There’s a discussion between Stefano Montali and neuroscientist Joel Pearson about aphantasia and creativity for a Scientific American podcast, and I wanted to get into what it says about memory, and what it says about trauma.

Montali: Living without mental imagery might seem like a disadvantage, but Pearson says there are benefits as well—especially in terms of those living with anxiety disorders such as post-traumatic stress disorder, or PTSD.

Pearson: All the data we have so far suggests that the more vivid your imagery is, the more prone you are to develop PTSD after a trauma. So there’s a couple of things already pointing to the fact that things around anxiety are going to be different and less so without imagery.

Montali: But what about good memories? Do they stick around? Pearson says yes, just in a different way.

Pearson: So that can take on a number of different semantics, ideas, concepts, spatial locations, emotions and sometimes different senses. […] So while people’s lifelong memories have less details if they have aphantasia, they’re still there. It’s not catastrophic. Their memories aren’t lost. They just take on a different format.

Back in 2021, I wondered about the experience of trauma absent memory, by which I meant the absence of vivid recollection.
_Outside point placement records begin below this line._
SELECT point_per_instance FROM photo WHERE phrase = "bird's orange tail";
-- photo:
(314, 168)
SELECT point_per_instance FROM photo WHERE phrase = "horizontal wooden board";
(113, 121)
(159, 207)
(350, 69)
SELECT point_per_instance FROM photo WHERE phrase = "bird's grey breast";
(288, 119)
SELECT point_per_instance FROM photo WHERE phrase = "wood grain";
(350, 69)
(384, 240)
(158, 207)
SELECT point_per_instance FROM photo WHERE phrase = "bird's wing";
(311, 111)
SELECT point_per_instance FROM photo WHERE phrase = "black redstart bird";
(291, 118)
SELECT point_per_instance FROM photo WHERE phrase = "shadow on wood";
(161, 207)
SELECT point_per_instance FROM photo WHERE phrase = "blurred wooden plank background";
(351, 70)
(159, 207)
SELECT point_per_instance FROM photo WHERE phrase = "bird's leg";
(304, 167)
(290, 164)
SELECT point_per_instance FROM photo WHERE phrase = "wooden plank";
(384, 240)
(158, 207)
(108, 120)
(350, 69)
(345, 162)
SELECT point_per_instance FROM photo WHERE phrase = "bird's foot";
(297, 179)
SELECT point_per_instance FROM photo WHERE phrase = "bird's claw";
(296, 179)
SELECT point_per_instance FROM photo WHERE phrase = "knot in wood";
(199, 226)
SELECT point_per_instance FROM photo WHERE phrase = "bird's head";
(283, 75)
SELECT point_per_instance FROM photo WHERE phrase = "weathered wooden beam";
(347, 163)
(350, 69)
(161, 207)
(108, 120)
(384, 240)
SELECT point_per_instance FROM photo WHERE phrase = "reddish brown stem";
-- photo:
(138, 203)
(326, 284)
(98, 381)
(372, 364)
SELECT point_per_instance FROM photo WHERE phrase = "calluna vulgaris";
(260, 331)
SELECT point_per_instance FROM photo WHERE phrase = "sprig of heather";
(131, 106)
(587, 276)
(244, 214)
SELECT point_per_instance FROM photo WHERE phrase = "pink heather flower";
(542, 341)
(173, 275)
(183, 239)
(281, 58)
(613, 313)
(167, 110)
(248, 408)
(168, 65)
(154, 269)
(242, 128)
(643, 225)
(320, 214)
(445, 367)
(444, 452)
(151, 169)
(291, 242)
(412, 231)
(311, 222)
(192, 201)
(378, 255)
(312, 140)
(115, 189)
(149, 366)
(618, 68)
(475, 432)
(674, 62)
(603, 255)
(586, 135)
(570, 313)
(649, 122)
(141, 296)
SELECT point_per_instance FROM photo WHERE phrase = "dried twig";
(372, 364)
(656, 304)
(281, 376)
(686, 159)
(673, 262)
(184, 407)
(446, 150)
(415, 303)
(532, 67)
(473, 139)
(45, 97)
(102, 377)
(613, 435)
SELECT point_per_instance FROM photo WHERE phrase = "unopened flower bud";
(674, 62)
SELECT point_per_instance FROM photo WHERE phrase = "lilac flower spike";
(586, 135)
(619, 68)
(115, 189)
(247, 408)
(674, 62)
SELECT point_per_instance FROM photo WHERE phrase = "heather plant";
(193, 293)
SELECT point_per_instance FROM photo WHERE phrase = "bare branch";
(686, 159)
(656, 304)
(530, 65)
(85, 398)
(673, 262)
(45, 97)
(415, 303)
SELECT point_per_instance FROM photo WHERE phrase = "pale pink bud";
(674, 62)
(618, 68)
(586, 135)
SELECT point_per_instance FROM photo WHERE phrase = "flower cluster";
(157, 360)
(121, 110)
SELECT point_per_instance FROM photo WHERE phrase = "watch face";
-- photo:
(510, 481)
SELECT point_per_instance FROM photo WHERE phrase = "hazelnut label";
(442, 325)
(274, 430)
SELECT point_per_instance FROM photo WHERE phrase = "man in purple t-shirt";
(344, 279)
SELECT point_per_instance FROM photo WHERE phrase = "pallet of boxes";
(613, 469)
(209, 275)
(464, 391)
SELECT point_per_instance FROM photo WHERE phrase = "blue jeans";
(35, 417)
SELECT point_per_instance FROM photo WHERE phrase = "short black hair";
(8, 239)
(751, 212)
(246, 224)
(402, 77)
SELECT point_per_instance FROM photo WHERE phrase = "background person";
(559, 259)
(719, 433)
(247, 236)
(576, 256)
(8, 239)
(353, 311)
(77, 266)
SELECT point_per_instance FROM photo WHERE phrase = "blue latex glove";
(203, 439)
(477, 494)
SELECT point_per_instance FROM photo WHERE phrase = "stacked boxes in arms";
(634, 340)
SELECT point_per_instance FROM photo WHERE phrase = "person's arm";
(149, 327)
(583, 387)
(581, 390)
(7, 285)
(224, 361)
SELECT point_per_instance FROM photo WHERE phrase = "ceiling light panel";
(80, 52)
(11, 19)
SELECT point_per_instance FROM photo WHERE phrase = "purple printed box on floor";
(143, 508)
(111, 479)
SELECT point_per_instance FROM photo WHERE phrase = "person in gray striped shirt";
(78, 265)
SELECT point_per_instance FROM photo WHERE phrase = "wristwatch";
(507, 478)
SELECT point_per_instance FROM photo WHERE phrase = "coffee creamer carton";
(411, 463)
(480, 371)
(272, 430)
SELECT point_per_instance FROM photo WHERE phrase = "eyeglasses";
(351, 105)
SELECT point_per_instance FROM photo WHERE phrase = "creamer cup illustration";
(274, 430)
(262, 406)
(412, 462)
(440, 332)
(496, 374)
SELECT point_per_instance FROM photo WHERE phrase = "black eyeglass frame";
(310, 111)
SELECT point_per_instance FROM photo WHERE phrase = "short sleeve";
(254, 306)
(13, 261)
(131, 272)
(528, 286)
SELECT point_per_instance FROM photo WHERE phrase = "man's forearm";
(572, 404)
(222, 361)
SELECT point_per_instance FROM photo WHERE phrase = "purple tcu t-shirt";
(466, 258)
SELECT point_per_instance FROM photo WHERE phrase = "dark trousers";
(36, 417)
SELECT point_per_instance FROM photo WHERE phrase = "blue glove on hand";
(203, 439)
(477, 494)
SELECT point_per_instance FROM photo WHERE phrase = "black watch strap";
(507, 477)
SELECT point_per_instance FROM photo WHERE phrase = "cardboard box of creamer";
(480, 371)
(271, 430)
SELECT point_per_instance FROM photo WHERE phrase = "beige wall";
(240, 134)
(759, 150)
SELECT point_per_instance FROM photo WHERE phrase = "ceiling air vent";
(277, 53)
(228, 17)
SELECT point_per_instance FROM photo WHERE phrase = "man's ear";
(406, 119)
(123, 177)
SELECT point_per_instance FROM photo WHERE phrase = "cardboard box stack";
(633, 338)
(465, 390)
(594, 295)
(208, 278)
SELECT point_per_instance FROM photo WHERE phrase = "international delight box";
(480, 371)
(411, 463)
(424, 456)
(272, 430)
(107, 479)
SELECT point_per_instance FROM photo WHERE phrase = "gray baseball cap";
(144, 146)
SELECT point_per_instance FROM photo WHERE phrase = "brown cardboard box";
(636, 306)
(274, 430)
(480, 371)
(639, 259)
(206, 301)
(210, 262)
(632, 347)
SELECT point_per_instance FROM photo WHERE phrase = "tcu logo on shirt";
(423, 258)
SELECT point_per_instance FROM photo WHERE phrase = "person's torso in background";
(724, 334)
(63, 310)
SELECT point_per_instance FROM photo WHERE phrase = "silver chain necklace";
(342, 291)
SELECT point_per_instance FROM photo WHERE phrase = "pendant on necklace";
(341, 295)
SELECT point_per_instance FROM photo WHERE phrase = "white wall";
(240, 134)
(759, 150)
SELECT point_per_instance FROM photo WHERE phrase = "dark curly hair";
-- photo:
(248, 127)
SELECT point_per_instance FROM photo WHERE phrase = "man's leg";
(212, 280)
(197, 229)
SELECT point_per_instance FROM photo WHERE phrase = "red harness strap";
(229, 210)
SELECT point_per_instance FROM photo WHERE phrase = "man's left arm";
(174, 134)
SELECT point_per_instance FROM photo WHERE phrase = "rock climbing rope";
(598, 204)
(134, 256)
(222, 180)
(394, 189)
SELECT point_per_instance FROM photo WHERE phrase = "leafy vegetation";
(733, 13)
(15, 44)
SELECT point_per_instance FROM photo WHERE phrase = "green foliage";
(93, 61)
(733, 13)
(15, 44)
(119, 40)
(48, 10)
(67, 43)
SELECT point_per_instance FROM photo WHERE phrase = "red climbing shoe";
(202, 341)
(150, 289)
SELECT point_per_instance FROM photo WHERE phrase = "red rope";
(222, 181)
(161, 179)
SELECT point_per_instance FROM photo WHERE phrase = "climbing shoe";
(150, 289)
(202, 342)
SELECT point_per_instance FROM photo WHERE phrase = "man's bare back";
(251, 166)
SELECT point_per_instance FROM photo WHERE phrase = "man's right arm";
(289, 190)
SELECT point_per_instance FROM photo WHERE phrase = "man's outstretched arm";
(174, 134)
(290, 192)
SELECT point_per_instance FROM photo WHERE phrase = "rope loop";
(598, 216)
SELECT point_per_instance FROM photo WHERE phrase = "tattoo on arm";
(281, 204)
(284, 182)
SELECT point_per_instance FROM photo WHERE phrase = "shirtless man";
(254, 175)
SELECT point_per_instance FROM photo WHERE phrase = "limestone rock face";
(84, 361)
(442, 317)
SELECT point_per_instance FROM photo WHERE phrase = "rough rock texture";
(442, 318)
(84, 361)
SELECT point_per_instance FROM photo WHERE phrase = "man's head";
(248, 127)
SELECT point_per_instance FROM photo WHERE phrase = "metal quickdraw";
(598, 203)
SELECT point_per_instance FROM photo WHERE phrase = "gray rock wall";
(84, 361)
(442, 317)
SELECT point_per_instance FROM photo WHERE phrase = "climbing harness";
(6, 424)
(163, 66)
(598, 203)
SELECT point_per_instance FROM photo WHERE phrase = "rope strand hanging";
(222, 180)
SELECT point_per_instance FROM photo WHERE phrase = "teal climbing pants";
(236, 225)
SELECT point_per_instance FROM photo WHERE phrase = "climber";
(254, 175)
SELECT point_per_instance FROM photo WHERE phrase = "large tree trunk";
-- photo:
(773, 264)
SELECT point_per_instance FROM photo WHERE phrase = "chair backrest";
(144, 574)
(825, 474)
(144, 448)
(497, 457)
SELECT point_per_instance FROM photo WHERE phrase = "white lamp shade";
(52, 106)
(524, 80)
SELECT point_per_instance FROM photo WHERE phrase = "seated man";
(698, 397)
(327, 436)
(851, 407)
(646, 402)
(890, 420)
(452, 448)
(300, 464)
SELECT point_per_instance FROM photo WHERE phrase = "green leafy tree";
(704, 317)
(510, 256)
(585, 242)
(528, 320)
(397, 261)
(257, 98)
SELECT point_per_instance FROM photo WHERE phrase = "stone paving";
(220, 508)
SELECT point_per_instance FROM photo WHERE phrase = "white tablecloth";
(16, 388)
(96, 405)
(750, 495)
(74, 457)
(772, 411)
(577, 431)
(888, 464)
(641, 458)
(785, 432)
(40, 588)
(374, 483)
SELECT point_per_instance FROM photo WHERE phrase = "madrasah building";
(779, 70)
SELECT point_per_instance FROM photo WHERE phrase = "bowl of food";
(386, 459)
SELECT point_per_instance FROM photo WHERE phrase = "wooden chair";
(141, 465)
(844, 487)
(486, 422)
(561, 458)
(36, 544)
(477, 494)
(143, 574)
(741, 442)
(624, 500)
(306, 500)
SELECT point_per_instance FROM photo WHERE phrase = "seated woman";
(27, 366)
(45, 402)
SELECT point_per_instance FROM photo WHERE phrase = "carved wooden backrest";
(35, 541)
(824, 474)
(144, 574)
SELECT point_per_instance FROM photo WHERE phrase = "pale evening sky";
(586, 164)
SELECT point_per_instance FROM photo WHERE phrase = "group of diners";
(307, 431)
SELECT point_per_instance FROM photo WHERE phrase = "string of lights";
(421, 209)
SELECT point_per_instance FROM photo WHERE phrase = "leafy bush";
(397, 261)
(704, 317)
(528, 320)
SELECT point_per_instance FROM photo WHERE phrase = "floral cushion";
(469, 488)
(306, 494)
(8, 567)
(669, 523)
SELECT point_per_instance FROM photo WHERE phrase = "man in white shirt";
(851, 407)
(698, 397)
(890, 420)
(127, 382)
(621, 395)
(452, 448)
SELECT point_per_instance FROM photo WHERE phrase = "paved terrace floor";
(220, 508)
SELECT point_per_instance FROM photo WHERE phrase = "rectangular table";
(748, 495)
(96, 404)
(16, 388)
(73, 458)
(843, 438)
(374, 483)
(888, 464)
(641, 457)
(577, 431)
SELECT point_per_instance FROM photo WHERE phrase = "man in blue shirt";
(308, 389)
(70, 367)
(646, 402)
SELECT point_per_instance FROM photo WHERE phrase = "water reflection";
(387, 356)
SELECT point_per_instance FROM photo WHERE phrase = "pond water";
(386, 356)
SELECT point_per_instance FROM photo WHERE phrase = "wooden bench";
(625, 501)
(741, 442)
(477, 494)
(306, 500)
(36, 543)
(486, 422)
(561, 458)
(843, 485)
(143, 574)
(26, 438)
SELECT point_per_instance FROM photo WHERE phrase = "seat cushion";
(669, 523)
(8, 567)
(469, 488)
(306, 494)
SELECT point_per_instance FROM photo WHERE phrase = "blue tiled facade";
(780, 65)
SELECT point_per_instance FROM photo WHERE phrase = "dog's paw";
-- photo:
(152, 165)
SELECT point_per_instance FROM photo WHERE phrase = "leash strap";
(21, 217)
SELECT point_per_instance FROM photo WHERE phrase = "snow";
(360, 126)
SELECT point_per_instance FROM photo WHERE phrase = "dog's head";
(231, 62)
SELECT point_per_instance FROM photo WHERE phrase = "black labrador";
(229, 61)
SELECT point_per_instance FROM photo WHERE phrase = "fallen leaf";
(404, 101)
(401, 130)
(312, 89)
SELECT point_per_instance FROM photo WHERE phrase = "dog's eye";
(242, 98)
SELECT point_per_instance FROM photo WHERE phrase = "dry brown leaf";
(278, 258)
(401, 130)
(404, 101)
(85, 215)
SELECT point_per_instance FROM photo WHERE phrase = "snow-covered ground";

I didn’t bring it up in that post (oddly, it seems to me) but by that time I’d discovered that I was aphantasic, and read some suggestions that it plays a role in my severely-deficient autobiographical memory.

It’s important, that last bit, because it’s not like I have no memories. It’s that I cannot summon vivid recollections. My memories do contain an awareness and understanding of “ideas, concepts, spatial locations”. I do know what happened in this or that past experience, but there’s no visual, and little fine detail. I’ll recall what I did, or what other people did, but it’s more like I can conceive the event rather than picture it. Certainly, though, I cannot actively summon their emotional experience.

(I’ve written also about memory, trauma, and “the foreshortened future”; and about perception, memory, and “the mind’s eye”; all of which is relevant here.)

The reason I was interested in this idea of how trauma works absent vivid recollection is because I do think that in many ways being autistic in a world that makes few compromises for neurodivergent brains at the very least is akin to a kind of chronic stress. I never wanted to reach into the language of trauma because so much of high-level/PTSD-type such include vivid recollections of the traumatizing events and invoking the term felt like a kind of appropriation.

Since I don’t have a “mind’s eye”, I don’t experience vivid recollections, let alone outright flashbacks, but much of other trauma-related language made sense to me. In the end, I discovered that while I was diagnosed in the aftermath of my failed Vocational Rehabilitation job placement with acute adjustment disorder there also exists a diagnosis of persistent or chronic adjustment disorder, essentially defined as lasting for as long as the stressor persists.

I do feel that this effectively matches my “autistic in an undercompromising world” experience. Barring a sea change in social construction and cultural norms, there’s no escaping that stressor. It’s mostly something of a non-starter, getting that official diagnosis, although my therapist and I use it as a kind of shorthand on the regular because we find it fundamentally apt.

Whether or not I’d be seen to reach clinical levels of PTSD’s other features, then, Pearson’s take on PTSD without mental imagery rings true to me. I’m mostly satisfied with self-identifying as experiencing chronic adjustment disorder so as not to muddy the waters on PTSD.

That said, I could see myself making use of Pearson here should I need to explain that trauma-like responses are possible even absent vivid recollection.